Wednesday, January 22, 2014

#1,255. You Only Live Twice (1967)

Directed By: Lewis Gilbert

Starring: Sean Connery, Akiko Wakabayashi, Mie Hama

Tag line: "Welcome to Japan, Mr. Bond"

Trivia: Director Lewis Gilbert originally turned down the directing job on this movie

You Only Live Twice was the first Bond movie I ever videotaped off of television, and as a result, I became quite a fan of it. In fact, there was a time, many years ago, when this was my favorite of the series. But like I said, that was many years ago. Being a bit more familiar with the Bond franchise these days, and having recently viewed Dr. No, From Russia with Love, Goldfinger, and Thunderball, I now see that You Only Live Twice was a step in the wrong direction.

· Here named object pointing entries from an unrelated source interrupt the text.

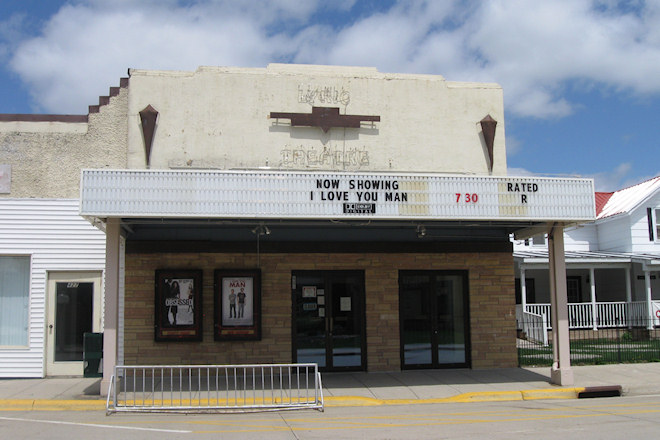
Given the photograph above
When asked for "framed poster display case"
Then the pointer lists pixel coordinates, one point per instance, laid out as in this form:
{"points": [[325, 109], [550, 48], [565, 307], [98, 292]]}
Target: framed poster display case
{"points": [[178, 305], [237, 295]]}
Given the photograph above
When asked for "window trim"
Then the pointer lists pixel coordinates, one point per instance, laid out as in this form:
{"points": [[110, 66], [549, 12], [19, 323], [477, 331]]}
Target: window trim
{"points": [[29, 305]]}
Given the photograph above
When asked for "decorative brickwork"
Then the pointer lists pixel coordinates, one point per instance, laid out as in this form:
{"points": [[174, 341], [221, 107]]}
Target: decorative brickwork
{"points": [[492, 305]]}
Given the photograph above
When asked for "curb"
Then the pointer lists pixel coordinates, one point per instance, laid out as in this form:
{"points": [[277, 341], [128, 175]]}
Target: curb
{"points": [[51, 405], [329, 401], [479, 396]]}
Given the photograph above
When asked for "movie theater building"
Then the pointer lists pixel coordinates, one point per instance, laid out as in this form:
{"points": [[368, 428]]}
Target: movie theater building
{"points": [[357, 219]]}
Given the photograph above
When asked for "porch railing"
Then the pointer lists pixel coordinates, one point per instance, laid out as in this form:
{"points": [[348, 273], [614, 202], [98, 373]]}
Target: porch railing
{"points": [[604, 315], [534, 326]]}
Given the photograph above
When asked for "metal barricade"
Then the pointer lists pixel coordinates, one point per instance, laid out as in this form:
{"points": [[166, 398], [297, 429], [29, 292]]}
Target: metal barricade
{"points": [[215, 388]]}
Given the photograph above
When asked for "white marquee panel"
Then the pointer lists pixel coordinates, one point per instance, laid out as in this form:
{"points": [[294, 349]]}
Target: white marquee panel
{"points": [[227, 194]]}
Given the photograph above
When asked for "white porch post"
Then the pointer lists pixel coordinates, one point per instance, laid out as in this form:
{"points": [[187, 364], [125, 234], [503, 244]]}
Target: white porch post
{"points": [[629, 305], [594, 306], [561, 372], [523, 289], [110, 322], [649, 298]]}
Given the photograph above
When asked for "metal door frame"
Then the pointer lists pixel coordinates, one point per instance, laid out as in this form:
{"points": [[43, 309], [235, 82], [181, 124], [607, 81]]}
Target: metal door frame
{"points": [[328, 275], [68, 368], [434, 275]]}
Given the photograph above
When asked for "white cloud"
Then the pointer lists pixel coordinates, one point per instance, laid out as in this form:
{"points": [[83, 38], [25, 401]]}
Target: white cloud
{"points": [[534, 49], [615, 179]]}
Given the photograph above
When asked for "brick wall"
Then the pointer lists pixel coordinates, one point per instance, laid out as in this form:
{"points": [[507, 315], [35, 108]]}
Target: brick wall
{"points": [[492, 305]]}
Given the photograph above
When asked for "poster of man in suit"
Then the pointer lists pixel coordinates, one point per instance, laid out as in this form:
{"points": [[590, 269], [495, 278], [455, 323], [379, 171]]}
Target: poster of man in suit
{"points": [[237, 301]]}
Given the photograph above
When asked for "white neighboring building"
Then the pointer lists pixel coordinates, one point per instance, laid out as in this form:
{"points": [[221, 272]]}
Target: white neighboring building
{"points": [[612, 264], [52, 260]]}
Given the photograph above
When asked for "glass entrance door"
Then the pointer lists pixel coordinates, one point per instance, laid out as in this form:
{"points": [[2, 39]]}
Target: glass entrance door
{"points": [[74, 308], [433, 317], [328, 319]]}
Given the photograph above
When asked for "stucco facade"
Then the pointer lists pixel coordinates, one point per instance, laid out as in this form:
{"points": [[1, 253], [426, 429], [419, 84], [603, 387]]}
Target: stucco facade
{"points": [[218, 118]]}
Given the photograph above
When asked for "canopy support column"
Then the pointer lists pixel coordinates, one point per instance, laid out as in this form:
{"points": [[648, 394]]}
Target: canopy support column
{"points": [[561, 372], [111, 314]]}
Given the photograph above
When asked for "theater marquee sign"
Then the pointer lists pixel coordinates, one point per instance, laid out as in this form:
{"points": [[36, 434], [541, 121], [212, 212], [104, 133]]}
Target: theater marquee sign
{"points": [[226, 194]]}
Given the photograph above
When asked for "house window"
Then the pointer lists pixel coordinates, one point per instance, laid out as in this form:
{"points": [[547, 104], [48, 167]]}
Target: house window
{"points": [[537, 240], [574, 289], [14, 300]]}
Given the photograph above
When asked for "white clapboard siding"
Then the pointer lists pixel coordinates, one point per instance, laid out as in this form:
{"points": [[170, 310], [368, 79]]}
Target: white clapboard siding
{"points": [[56, 238]]}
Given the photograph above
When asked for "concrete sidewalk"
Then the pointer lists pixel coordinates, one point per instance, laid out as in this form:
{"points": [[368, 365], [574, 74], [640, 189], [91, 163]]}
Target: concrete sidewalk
{"points": [[347, 389]]}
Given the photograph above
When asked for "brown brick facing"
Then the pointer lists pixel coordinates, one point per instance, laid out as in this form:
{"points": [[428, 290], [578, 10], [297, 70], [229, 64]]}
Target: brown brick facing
{"points": [[491, 306]]}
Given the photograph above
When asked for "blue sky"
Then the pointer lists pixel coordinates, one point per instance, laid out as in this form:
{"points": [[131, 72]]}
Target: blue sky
{"points": [[581, 78]]}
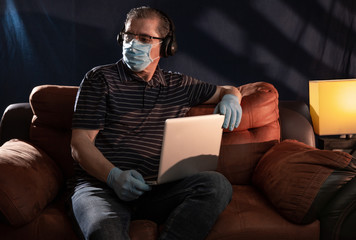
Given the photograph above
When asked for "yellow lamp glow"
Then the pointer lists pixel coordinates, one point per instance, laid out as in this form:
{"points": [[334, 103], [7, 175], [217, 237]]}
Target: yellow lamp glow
{"points": [[333, 106]]}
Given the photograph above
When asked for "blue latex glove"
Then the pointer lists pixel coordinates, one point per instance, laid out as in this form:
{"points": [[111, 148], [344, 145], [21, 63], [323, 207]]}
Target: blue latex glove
{"points": [[231, 108], [128, 185]]}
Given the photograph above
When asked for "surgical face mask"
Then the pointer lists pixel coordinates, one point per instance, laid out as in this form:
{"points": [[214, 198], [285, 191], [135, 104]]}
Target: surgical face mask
{"points": [[137, 55]]}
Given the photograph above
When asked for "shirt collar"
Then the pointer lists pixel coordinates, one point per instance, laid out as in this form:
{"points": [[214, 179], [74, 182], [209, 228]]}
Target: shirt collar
{"points": [[127, 75]]}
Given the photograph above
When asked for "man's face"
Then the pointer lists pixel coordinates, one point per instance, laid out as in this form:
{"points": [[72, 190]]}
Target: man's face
{"points": [[146, 26]]}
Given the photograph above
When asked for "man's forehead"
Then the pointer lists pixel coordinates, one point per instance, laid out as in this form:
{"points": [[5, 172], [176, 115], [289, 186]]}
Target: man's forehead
{"points": [[144, 25]]}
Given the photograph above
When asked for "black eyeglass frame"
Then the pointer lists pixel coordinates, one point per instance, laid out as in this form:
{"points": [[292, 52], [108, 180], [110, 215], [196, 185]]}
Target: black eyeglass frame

The movie opens in outer space, where a mysterious craft swallows up a U.S. spaceship in mid-flight. The Americans blame the Russians, accusing them of trying to gain the upper hand in the space race, but the British are convinced another power is responsible (mostly because the intruding ship landed not in Russia, but the Sea of Japan). To prove this theory, British Intelligence sends their best agent, James Bond (Sean Connery), to Tokyo. After faking his own death, Bond goes deep undercover, and with the help of Tiger Tanaka (Tetsurô Tanba), head of the Japanese Secret Service, discovers the true culprit behind the attack is SPECTRE, which, under the leadership of Ernst Blofeld (Donald Pleasance), is trying to start a war between the U.S. and Russia. It’s up to Agent 007 to expose SPECTRE and, in the process, prevent another World War from breaking out.

You Only Live Twice has a number of problems, starting with Agent 007’s “partner” in this particular venture, Tiger Tanaka. While competently played by Tetsurô Tanba, Tiger was a poor replacement for Felix Leiter, who had assisted Bond in three of the previous four films (absent only in From Russia with Love). And the less said about Bond’s Japanese make-up, the better (meant as a disguise to protect him from SPECTRE, it instead made 007 look like a fool). Yet what really bothered me about the movie were the various missed opportunities in the action department. Late in the film, Bond is being trained at Tanaka’s ninja school. Despite the fact his instruction supposedly lasts a few weeks, we’re only shown one brief segment of this training, when Bond faces off against an undercover SPECTRE agent (who he defeats way too easily). Most disappointing of all, though, was the scene with “Little Nellie”, a gyrocopter and the one and only gadget Bond receives from “Q” (Desmond LLewelyn). Equipped with rocket launchers, forward machine guns, and a flamethrower in the rear, “Little Nellie” was a force to be reckoned with, and when 007 took her out to do some reconnaissance, I was sure an epic battle was about to take place. Bond does, indeed, enter into a firefight with a squadron of SPECTRE helicopters, but the entire conflict was so poorly executed (the exploding copters looked as if they were standing still) that I wasn’t the least bit excited by it.

You Only Live Twice does have its strengths. The pre-title sequence, featuring the initial incident in space and the “death” of James Bond, starts the movie off well, as does Nancy Sinatra’s title song, which is one of my favorites of the series (ranking just behind Shirley Bassey’s Goldfinger and just ahead of Adele’s Skyfall). Also, the two main Bond girls, Aki (Akiko Wakabayashi) and Kissy Suzuki (Mie Hama), are stunningly beautiful, as is the Japanese setting, which the movie utilizes to great effect. Unfortunately, the minuses far outweigh the plusses in this film, making You Only Live Twice the series’ first misfire.


Joe Blevins said...

It's been a while -- a LONG while -- since I've revisited YOLT, and now I think that I don't want to. I might discover, as you did, that the film isn't as cool as I remember it. Still, the song is a classic, and this movie has (as you mentioned) two of the prettiest Bond girls in the entire series. Akiko and Mie were both in "What's Up, Tiger Lily?" too.

Forgotten Films said...

I just rewatched this one the other night. I'm working my way through all of them with my kids. It does drag a little in the early parts. My son commented on the lack of action up to the helicopter scene. However, I pointed out to him that Bond beats up a guy with a couch! That's gotta be worth something.

You are right that there are some missed opportunities. For me, the biggie is there is the set up for some good martial arts action that never really materializes.